From an SFMTA release:
Due to its location on the Southeastern part of San Francisco, Bayview residents often endure long travel times to get to jobs, health care, education, and other essential trips whose destination is not within the neighborhood. The long travel times also mean that the odds of encountering congestion or a traffic collision increase, having an impact on reliability. Addressing long and unreliable travel times is the most consistent request we receive from residents when identifying needed improvements. The Bayview-Hunters Point Downtown Express directly responds to this feedback by following the community’s leads in identifying the best way to link the Bayview neighborhood to Downtown San Francisco.
While it's certainly great that the people of the Bayview will have the 15 Express alternative, it's also an admission that the city's design and operation of the T Third rail line is an abomination.

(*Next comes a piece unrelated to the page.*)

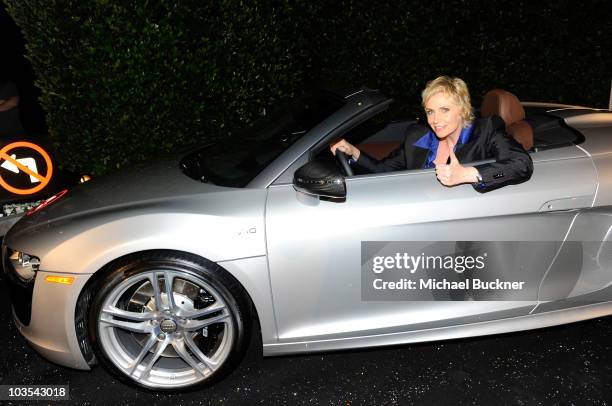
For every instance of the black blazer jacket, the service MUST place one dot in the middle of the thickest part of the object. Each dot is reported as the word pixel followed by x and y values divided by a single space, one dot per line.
pixel 488 141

It takes 35 minutes just to get from the Embarcadero to Third and Williams on the T--about five miles.
That's an average of 8.5 mph, with trains that are capable of going 55.
Meanwhile, the county spent some $30,000 on outreach about ways to improve transit service to the area. The 15 Express was their answer.
But as Livable City's Tom Radulovich pointed out in a post on social media: "Bringing back the 15 Third makes some transportation sense and I support it. However, spending something like $700 million to replace a bus line with a light rail line, and then having users lobby to get the bus back, indicates something went wrong with the rail project."
Indeed, short of pulling off the trains' wheels, it's hard to imagine what more Muni could have done to sabotage the T Third rail line, which started operating in 2007.
Stations are spaced so close it seems sometimes as if the back of the train is still in one station as it pulls into the next. Trains leave one station, inch forward, stop again, and wait at the next traffic signal for interminable amounts of time. Trains stop at nearly every traffic light, subservient to cross traffic and left-turning cars. It's common to watch trains full of people, mostly of color, stopped at intersections to allow one white driver of a luxury car to pass.
As SFMTA director Jeffrey Tumlin has said, operating transit in this way is "fundamentally inequitable." But why mince words: given the typical demographics of private car owners versus transit users, it's racist.
The tracks need fences to prevent intrusions and allow trains to operate safely at full speed. Stations need to be properly spaced. There should be crossing gates and traffic signal preemption to allow trains full of people to move unencumbered. Automobiles should never have priority over transit riders (in a bus or a train) at an intersection; if a train is coming, motorists just have to wait. And the streetscape around the T should be engineered to allow safe and inviting bicycling and micromobility to stations, which studies show will give riders better door-to-door times than having stations so closely together.
The long-delayed Central Subway should open sometime in 2022. That $1.5 billion project is supposed to be the last phase of the T Third, and it should help trains reach downtown faster. But what a shame it would be to spend all that money on all that infrastructure just to continue running a rail line so badly that people in the city's undeserved southeastern communities make better time on a bus that's stuck in traffic. If the city is at all serious about equity, not to mention its "transit first" mandates, then it must fix the T.